The numerics library contains plenty of useful functionality to generate random and pseudo-random data. This can be useful when creating sample databases, data for data visualizations, text for prototypes and whatnot. Here is an overview of the data generators you can find in the numerics library.
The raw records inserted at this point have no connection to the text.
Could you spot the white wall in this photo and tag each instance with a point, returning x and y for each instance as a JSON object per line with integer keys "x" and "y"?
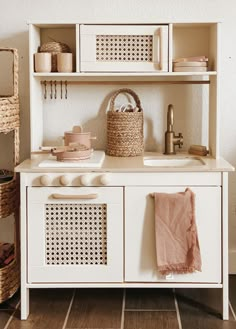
{"x": 14, "y": 33}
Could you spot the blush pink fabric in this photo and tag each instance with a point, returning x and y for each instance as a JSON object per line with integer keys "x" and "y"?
{"x": 177, "y": 246}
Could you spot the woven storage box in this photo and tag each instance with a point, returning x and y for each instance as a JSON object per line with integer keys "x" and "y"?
{"x": 9, "y": 105}
{"x": 54, "y": 48}
{"x": 125, "y": 129}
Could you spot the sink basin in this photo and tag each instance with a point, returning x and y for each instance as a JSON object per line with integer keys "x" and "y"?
{"x": 173, "y": 162}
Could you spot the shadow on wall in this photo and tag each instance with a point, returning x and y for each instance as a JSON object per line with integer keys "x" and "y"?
{"x": 20, "y": 42}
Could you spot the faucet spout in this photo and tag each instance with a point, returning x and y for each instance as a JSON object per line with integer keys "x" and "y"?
{"x": 170, "y": 118}
{"x": 171, "y": 140}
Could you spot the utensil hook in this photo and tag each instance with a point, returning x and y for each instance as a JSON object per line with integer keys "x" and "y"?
{"x": 61, "y": 90}
{"x": 66, "y": 89}
{"x": 51, "y": 89}
{"x": 55, "y": 89}
{"x": 45, "y": 89}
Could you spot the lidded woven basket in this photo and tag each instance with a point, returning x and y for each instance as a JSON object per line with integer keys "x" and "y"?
{"x": 54, "y": 48}
{"x": 125, "y": 129}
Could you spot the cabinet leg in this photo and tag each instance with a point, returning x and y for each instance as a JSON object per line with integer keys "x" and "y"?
{"x": 225, "y": 303}
{"x": 24, "y": 303}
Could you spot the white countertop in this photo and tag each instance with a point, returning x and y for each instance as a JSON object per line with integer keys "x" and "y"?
{"x": 127, "y": 164}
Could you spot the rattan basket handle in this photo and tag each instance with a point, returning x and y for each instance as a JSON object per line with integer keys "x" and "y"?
{"x": 127, "y": 91}
{"x": 15, "y": 68}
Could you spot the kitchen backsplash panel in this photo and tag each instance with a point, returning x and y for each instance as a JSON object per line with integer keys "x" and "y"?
{"x": 87, "y": 106}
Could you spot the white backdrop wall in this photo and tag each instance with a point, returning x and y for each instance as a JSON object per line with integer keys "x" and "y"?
{"x": 15, "y": 14}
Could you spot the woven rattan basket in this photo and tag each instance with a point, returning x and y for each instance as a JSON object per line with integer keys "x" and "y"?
{"x": 125, "y": 129}
{"x": 9, "y": 204}
{"x": 9, "y": 194}
{"x": 54, "y": 48}
{"x": 9, "y": 105}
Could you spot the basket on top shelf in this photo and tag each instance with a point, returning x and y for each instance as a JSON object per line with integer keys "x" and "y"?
{"x": 125, "y": 127}
{"x": 9, "y": 194}
{"x": 54, "y": 48}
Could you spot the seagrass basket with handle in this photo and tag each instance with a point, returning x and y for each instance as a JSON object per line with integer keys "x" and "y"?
{"x": 125, "y": 128}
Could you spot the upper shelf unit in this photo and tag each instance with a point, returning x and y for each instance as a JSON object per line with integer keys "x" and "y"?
{"x": 112, "y": 50}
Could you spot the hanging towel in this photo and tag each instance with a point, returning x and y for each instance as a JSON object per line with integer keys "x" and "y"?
{"x": 177, "y": 246}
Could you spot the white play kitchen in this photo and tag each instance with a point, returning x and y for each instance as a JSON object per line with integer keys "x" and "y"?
{"x": 133, "y": 115}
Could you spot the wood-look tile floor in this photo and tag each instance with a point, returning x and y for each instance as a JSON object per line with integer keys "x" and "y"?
{"x": 121, "y": 309}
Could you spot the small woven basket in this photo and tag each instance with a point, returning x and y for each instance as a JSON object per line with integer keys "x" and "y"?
{"x": 9, "y": 203}
{"x": 54, "y": 48}
{"x": 9, "y": 105}
{"x": 125, "y": 129}
{"x": 9, "y": 193}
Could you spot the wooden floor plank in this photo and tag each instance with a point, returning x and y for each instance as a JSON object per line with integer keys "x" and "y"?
{"x": 48, "y": 309}
{"x": 232, "y": 291}
{"x": 197, "y": 316}
{"x": 158, "y": 299}
{"x": 96, "y": 308}
{"x": 4, "y": 317}
{"x": 150, "y": 320}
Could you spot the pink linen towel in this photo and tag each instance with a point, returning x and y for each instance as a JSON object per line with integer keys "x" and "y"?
{"x": 177, "y": 246}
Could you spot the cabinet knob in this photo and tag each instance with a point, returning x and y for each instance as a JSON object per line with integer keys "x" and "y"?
{"x": 64, "y": 180}
{"x": 45, "y": 180}
{"x": 105, "y": 179}
{"x": 85, "y": 180}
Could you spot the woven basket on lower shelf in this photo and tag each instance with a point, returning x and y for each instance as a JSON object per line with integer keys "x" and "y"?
{"x": 125, "y": 129}
{"x": 9, "y": 105}
{"x": 8, "y": 198}
{"x": 9, "y": 280}
{"x": 54, "y": 48}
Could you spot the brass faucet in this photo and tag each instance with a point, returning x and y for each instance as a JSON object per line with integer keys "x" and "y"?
{"x": 170, "y": 139}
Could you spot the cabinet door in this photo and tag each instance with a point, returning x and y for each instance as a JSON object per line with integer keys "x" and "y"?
{"x": 140, "y": 254}
{"x": 127, "y": 48}
{"x": 72, "y": 239}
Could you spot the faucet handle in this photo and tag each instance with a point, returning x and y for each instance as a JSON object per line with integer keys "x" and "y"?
{"x": 181, "y": 143}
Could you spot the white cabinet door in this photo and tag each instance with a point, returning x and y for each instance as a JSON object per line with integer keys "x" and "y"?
{"x": 124, "y": 48}
{"x": 75, "y": 240}
{"x": 140, "y": 252}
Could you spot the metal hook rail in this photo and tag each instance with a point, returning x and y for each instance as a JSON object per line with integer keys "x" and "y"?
{"x": 63, "y": 85}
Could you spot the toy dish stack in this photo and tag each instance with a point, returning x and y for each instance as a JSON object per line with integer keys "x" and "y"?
{"x": 190, "y": 64}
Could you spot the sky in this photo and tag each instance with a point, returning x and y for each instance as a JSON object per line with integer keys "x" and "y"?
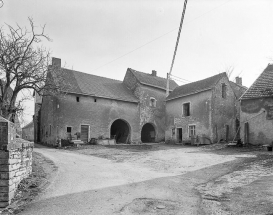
{"x": 105, "y": 37}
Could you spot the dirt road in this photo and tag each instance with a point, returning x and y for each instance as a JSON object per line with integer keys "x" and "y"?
{"x": 120, "y": 182}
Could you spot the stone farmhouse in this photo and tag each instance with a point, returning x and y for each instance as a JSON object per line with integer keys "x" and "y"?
{"x": 207, "y": 109}
{"x": 257, "y": 110}
{"x": 132, "y": 110}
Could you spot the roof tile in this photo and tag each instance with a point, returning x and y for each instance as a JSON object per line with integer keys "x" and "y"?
{"x": 263, "y": 86}
{"x": 155, "y": 81}
{"x": 196, "y": 87}
{"x": 83, "y": 83}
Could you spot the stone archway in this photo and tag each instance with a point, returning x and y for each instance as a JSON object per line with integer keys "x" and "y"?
{"x": 148, "y": 133}
{"x": 120, "y": 131}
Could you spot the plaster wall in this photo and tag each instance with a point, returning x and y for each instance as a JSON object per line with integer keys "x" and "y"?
{"x": 200, "y": 116}
{"x": 259, "y": 115}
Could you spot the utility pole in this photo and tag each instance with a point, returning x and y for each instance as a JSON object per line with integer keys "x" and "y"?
{"x": 175, "y": 50}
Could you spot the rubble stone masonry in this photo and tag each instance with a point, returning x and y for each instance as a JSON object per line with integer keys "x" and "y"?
{"x": 15, "y": 161}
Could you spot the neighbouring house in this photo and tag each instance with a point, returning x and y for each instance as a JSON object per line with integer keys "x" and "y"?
{"x": 132, "y": 110}
{"x": 28, "y": 132}
{"x": 257, "y": 110}
{"x": 205, "y": 109}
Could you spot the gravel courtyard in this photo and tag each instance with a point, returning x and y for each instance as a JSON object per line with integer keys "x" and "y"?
{"x": 157, "y": 179}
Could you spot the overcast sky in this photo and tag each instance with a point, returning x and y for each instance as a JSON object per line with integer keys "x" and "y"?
{"x": 105, "y": 37}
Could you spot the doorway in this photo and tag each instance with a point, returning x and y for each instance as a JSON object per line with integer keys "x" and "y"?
{"x": 148, "y": 133}
{"x": 179, "y": 135}
{"x": 120, "y": 131}
{"x": 84, "y": 133}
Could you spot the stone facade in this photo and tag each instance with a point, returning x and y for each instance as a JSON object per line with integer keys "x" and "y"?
{"x": 257, "y": 110}
{"x": 150, "y": 112}
{"x": 15, "y": 161}
{"x": 257, "y": 121}
{"x": 97, "y": 113}
{"x": 130, "y": 111}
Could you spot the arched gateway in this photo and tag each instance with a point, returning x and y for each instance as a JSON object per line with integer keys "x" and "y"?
{"x": 120, "y": 131}
{"x": 148, "y": 133}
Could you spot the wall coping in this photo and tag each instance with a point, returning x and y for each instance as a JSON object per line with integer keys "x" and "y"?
{"x": 18, "y": 143}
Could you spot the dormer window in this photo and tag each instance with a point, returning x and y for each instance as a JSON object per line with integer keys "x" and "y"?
{"x": 186, "y": 109}
{"x": 152, "y": 102}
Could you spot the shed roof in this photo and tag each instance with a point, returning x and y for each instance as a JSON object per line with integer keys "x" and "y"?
{"x": 196, "y": 87}
{"x": 87, "y": 84}
{"x": 155, "y": 81}
{"x": 263, "y": 86}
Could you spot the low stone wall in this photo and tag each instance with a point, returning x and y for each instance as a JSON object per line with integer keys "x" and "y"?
{"x": 15, "y": 165}
{"x": 15, "y": 161}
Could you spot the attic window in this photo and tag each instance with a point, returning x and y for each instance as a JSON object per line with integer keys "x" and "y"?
{"x": 224, "y": 91}
{"x": 152, "y": 102}
{"x": 68, "y": 129}
{"x": 186, "y": 109}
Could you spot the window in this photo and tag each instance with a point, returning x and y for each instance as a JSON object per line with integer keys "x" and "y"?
{"x": 191, "y": 130}
{"x": 186, "y": 109}
{"x": 152, "y": 102}
{"x": 68, "y": 129}
{"x": 224, "y": 90}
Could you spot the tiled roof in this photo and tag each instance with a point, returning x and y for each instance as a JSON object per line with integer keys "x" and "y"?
{"x": 196, "y": 87}
{"x": 263, "y": 86}
{"x": 237, "y": 89}
{"x": 151, "y": 80}
{"x": 87, "y": 84}
{"x": 28, "y": 125}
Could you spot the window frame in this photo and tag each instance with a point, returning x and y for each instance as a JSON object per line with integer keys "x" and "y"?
{"x": 189, "y": 109}
{"x": 152, "y": 102}
{"x": 224, "y": 90}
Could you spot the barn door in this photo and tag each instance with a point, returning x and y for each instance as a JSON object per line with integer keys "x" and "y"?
{"x": 84, "y": 133}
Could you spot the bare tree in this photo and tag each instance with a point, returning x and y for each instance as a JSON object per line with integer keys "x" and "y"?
{"x": 23, "y": 66}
Lorem Ipsum data generator

The Lipsum generator will output an arbitrary piece of pseudo-language text somewhat like

“Lorem ipsum dolor sit amet sadipscing et sit rebum dolores consequat qui eros aliquyam illum. Tation eum vero duo nonumy ipsum takimata dolor dolor minim dolor sed amet et labore takimata ex. Kasd et aliquyam sed quod sadipscing amet dolor eum sed du is elitr sadipscing consectetuer iriure. Gubergren dolore ipsum esse labore praesent sadipscing lorem euismod et ut duo magna nobis zzril. Ipsum gubergren dolor est blandit invidunt lorem et nibh et et duo gubergren diam amet. At dolor lorem lorem do lor lorem aliquyam feugiat duo est volutpat nibh tempor duo consetetur consequat aliquyam euismod. Euismod at minim takimata lorem et wisi justo veri nonummy ipsum eirmod tempor et eum. At eirmod kasd amet magna sea sanctus rebum diam quis amet et se lam adipiscing consetetur. Takimata illum kasd voluptua no vel amet lorem dolor consetetur molestie ut et sed at. Nam est rebum tempor diam et eos magna et aliquip.”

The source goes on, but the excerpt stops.